3.1.5 Naevus sebaceous
Grading & Level of Importance: C
Naevus sebaceous of Jadassohn.
Affects 0.3% of newborns. The prevalence is equal in males and females. Most frequent scalp lesion in newborns and childhood.
A congenital epidermal hamartoma that comprises sebaceous, follicular, and apocrine elements.
Aetiology & Pathogenesis
Postzygotic somatic mutations of the Ras gene family, most commonly HRAS,less common KRAS.
Signs & Symptoms
At birth: a slightly raised, solitary plaque with a smooth, yellowish surface. Most commonly present on the scalp ,hairloss at the site. At puberty, the lesion becomes thicker, and the surface is more verrucous. In adulthood, neoplasms (most commonly benign) may develop within the lesion.
Most commonly scalp area (90%), but it may also appear on the face and neck and rarely on the trunk.
None. Association with syndromal constellation: Schimmelpenning-Feuerstein-Mims syndrome, Didymosis aplasticosebacea.
Laboratory & other workups
Not necessary. Genetic counselling may be necessary in some cases.
In infancy: epidermal changes include acanthosis and papillomatosis; pilosebaceous units are immature. At puberty: the epidermis becomes more hyperplastic, papillomatous, and verrucous. Numerous sebaceous glands with an increased number of sebaceous lobules are found in the superficial dermis.
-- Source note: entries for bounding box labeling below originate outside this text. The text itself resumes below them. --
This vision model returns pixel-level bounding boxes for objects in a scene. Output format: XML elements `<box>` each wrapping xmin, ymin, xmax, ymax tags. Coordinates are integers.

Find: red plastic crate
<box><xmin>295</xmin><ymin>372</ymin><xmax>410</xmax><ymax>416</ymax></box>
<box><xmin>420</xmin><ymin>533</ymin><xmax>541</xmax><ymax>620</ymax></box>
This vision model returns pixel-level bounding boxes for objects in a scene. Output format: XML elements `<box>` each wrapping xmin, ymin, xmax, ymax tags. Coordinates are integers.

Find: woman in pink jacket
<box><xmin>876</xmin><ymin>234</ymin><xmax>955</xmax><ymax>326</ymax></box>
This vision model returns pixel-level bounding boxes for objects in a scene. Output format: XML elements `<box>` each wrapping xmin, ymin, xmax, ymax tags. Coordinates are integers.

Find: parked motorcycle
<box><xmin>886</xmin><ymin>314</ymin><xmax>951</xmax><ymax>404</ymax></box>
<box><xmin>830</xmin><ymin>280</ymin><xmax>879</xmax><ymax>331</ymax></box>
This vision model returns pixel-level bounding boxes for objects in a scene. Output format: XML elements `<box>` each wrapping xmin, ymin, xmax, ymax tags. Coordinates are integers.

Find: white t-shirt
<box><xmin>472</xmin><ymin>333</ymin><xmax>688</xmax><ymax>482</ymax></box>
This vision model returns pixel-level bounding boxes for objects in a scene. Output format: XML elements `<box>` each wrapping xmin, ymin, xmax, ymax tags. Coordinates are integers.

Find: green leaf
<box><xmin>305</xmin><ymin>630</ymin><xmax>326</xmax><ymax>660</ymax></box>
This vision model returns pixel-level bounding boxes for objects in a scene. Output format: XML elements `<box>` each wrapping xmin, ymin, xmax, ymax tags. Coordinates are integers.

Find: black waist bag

In adulthood, secondary neoplasms may develop. The most common tumour within the naevus sebaceous is trichoblastoma, followed by syringocystadenoma papilliferum. Basal cell carcinoma develops in less than 1% of lesions.
History; clinical features.
In early infancy: aplasia cutis congenita, mastocytoma. In later stages: epidermal nevus, congenital nevus, sebaceoma, seborrheic keratosis, verruca vulgaris, juvenile xanthogranuloma.
Prevention & Therapy
Observation, surgical excision (depending on the size and location of the tumour).